The price for mmap is also high now; each time glibc mmaps from the kernel, the kernel is forced to zero out the memory it gives to the application. Zeroing memory is expensive and eats a lot of cache and memory bandwidth. This has nothing to do with the efficiency of the virtual memory system, by doing mmap the kernel just has no choice but to zero.
In 2001, the kernel had a maximum size for brk() which was about 800 megabytes on 32 bit x86, at that point brk() would hit the first mmaped shared libaries and couldn’t expand anymore. With current 2.6 kernels, the VA space layout is different and brk() and mmap both can span the entire heap at will.
Rather than using a static threshold for the brk/mmap tradeoff, we are now using a simple dynamic one. The goal is still to avoid fragmentation. The old goals we kept are 1) try to get the long lived large allocations to use mmap() 2) really large allocations should always use mmap() and we’re adding now: 3) transient allocations should use brk() to avoid forcing the kernel having to zero memory over and over again
The implementation works with a sliding threshold, which is by default limited to go between 128Kb and 32Mb (64Mb for 64 bitmachines) [actually 512KiB/32MiB for 32/64-bit machines as configured in glibc] and starts out at 128Kb as per the 2001 default.
This allows us to satisfy requirement 1) under the assumption that long lived allocations are made early in the process’ lifespan, before it has started doing dynamic allocations of the same size (which will increase the threshold).
The upperbound on the threshold satisfies requirement 2)
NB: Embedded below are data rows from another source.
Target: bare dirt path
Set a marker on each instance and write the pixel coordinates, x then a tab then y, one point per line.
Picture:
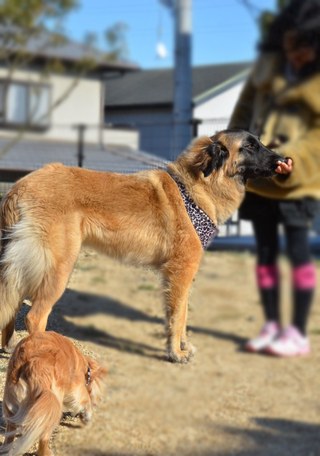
225	402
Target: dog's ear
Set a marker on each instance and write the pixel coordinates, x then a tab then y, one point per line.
217	154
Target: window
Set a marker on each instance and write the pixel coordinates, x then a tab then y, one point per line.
24	104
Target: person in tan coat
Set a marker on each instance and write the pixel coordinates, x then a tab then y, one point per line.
281	103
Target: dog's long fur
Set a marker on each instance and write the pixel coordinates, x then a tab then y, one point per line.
47	375
140	218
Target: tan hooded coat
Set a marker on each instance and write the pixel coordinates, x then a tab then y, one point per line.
288	115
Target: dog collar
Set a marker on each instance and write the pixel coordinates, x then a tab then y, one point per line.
202	223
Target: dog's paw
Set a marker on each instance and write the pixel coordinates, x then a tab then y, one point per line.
187	346
11	345
180	356
85	416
The threshold goes up in value when the application frees memory that was allocated with the mmap allocator. The idea is that once the application starts freeing memory of a certain size, it’s highly probable that this is a size the application uses for transient allocations. This estimator is there to satisfy the new third requirement.
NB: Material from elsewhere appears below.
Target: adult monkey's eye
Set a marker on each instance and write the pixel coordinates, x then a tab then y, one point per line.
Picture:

So, ptmalloc got smart, and appears to have opened itself up to a serious fragmentation problem due to some inadequacy in its data segment layout policies. Here’s a simple fix that disables the sliding threshold:
mallopt(M_MMAP_THRESHOLD, 128*1024);
How did I fail to consider this possibility for two whole days? There are a few contributing factors:
So there you have it: I’ve been schooled, and not in a pretty way.
Why did you need special alignment?
The special alignment requirement (64-byte alignment) is due to concurrently processing the vectors with pthreads. It’s important to avoid modifying the same L1 cache line in more than one thread. In practice, this is not an issue except with small vectors, since all modern allocators use page alignment for those that exceed one page.
latest glibc malloc release makes malloc to be more scalable.
glibc 2.10 news: http://udrepper.livejournal.com/20948.html
code: http://sourceware.org/git/?p=glibc.git;a=tree;f=malloc
-thanks-
regards,
Hi, Jason! I wonder did you use http://www.canonware.com/download/jemalloc/ versions ( # jemalloc_linux_20080827a.tbz
# jemalloc_linux_20080828a.tbz ) or a newer one? :-)
xose, “more scalable” doesn’t mean to be “more effective” in terms of memory fragmentation (what’s happened to be the matter of Jason’s posting).
poige, I used the same jemalloc sources as are available in jemalloc_linux_20080828a.tbz.
Too bad the new glibc malloc seems to be totally broken in heavily threaded code.
https://bugzilla.redhat.com/show_bug.cgi?id=504963
I’d be happier if it was a bug in my code, because then I could actually fix it.